LLM-based Scorers (LLM-as-a-Judge)
LLM-as-a-Judge is an evaluation approach that uses Large Language Models to assess the quality of AI-generated responses. LLM judges can evaluate subjective qualities like helpfulness and safety, which are hard to measure with heuristic metrics. On the other hand, LLM-as-a-Judge scorers are more scalable and cost-effective than human evaluation. See the Evaluation Approach Comparison for a more detailed comparison and guides on how to use other approaches in MLflow.
Approaches for Using LLM Scorers
MLflow offers different approaches to use LLM-as-a-Judge, with different levels of simplicity and control. We recommend starting with a simpler approach and evolving to more complex ones as needed.
Predefined LLM scorers
Simplicity: ⭐⭐⭐⭐⭐ Control: ⭐
- Best for: Quickly trying MLflow's LLM evaluation capabilities with a few lines of code.
- How it works: Select from a list of built-in classes such as Correctness, RetrievalGroundedness, etc. MLflow constructs inputs for the judge using predefined prompt templates.
Get started with predefined LLM scorers »
Guidelines-based scorers
Simplicity: ⭐⭐⭐⭐ Control: ⭐⭐⭐⭐
- Best for: Evaluations based on a clear set of specific, natural language criteria, framed as pass/fail conditions. Ideal for checking compliance with rules, style guides, or information inclusion/exclusion.

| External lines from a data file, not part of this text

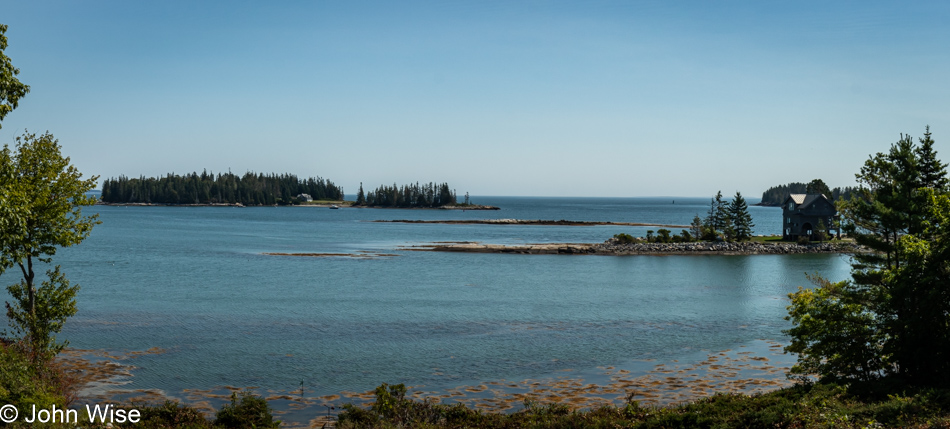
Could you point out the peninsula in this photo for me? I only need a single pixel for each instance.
(561, 222)
(613, 247)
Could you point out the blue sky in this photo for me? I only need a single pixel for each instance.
(495, 97)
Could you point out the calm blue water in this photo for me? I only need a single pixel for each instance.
(192, 280)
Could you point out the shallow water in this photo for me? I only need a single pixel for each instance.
(193, 281)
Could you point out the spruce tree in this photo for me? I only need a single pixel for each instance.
(360, 196)
(740, 219)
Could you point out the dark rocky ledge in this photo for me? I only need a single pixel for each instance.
(611, 247)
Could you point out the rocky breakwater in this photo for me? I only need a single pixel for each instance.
(613, 247)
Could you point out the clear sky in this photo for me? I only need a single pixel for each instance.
(627, 98)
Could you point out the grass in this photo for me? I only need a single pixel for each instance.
(801, 406)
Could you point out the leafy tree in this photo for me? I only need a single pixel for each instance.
(818, 186)
(44, 195)
(11, 89)
(822, 230)
(740, 218)
(893, 317)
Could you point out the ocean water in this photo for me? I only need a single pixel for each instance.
(194, 282)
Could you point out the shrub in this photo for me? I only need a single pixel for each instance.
(24, 384)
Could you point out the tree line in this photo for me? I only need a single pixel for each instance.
(226, 188)
(725, 221)
(407, 196)
(776, 195)
(891, 320)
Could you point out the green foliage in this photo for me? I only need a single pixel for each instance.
(24, 384)
(246, 411)
(893, 318)
(408, 196)
(44, 196)
(360, 196)
(818, 186)
(54, 301)
(11, 89)
(801, 406)
(740, 218)
(729, 220)
(227, 188)
(833, 335)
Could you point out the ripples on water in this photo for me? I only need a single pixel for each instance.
(193, 281)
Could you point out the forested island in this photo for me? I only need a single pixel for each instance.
(227, 188)
(776, 195)
(429, 195)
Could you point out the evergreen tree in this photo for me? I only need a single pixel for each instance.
(891, 318)
(360, 197)
(740, 219)
(818, 186)
(931, 168)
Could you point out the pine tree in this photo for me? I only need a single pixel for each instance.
(740, 219)
(360, 196)
(931, 169)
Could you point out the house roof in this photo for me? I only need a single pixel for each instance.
(805, 200)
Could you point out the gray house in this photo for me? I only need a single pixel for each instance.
(802, 214)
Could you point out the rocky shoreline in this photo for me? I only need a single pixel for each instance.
(611, 247)
(561, 222)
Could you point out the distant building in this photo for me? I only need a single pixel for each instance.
(802, 214)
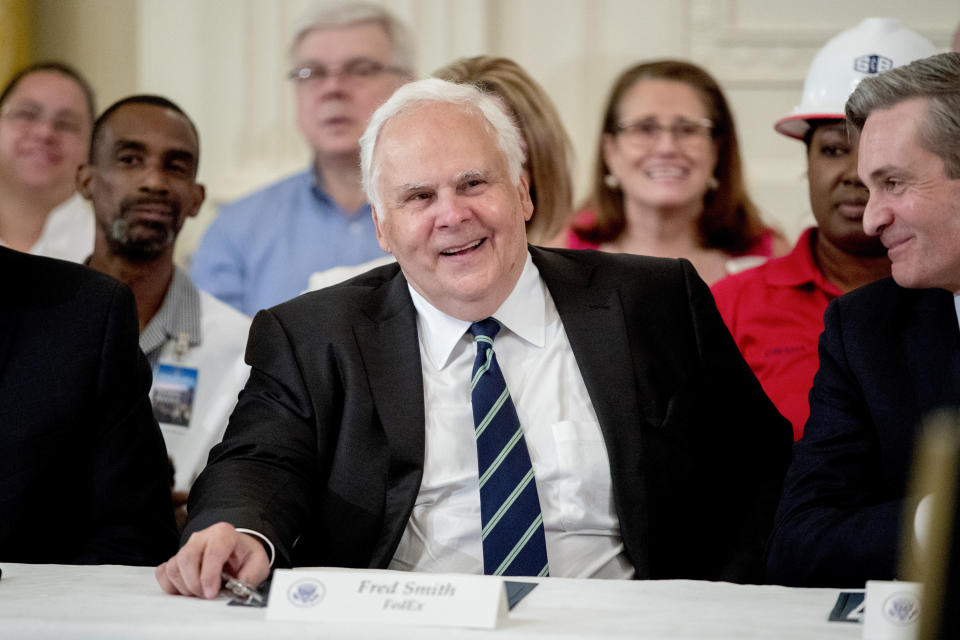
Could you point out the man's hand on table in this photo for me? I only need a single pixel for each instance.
(196, 569)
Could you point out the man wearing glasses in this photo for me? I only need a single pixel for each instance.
(261, 250)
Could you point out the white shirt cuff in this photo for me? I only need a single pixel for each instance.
(266, 540)
(921, 521)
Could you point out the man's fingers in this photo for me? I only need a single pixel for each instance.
(220, 546)
(196, 569)
(160, 573)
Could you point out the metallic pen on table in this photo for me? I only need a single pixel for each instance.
(240, 590)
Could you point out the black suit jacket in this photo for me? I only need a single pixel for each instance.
(324, 452)
(83, 472)
(888, 357)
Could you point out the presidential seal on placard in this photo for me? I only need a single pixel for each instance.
(902, 608)
(306, 593)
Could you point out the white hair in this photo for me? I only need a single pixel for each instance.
(345, 14)
(494, 115)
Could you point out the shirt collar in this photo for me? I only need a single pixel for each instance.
(523, 313)
(178, 315)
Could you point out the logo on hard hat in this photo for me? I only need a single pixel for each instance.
(872, 63)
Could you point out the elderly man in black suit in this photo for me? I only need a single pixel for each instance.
(83, 468)
(376, 429)
(890, 351)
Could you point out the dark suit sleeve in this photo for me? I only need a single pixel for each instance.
(836, 525)
(265, 472)
(131, 514)
(746, 444)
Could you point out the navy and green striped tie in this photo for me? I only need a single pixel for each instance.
(513, 539)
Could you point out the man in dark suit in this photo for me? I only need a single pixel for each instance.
(83, 471)
(890, 352)
(654, 451)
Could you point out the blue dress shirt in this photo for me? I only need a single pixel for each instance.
(261, 250)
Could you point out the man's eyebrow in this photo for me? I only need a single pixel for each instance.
(472, 174)
(884, 170)
(128, 145)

- How it works: You provide a set of plain-language rules that refer to specific inputs or outputs from your app, for example "The response must be polite". An LLM then determines if the guideline passes or fails and provides a rationale.
Bring Your Own Prompt
Simplicity: ⭐⭐ Control: ⭐⭐⭐⭐⭐
- Best for: Complex, nuanced evaluations where you need full control over the scorer's prompt or need the scorer to specify multiple output values, for example, "great", "ok", "bad".
- How it works: You provide a prompt template that defines your evaluation criteria and has placeholders for specific fields in your app's trace. You define the output choices the scorer can select. An LLM then selects the appropriate output choice and provides a rationale for its selection.
Get started with bringing your own prompt »
Selecting Judge Models
By default, MLflow will use OpenAI's GPT-4o-mini model as the judge model. You can change the judge model by passing an override to the model
argument within the scorer definition. The model must be specified in the format of <provider>:/<model-name>
.
from mlflow.genai.scorers import Correctness
Correctness(model="openai:/gpt-4o-mini")
Correctness(model="anthropic:/claude-4-opus")
Correctness(model="google:/gemini-2.0-flash")
Supported Models
MLflow supports all major LLM providers:
- OpenAI / Azure OpenAI
- Anthropic
- Amazon Bedrock
- Cohere
- Together AI
- Any other providers supported by LiteLLM, such as Google Gemini, xAI, Mistral, and more.
To use LiteLLM integrated models, install LiteLLM by running pip install litellm
and specify the provider and model name in the same format as natively supported providers, e.g., gemini:/gemini-2.0-flash
.
In Databricks, the default model is set to Databricks's research-backed LLM judges.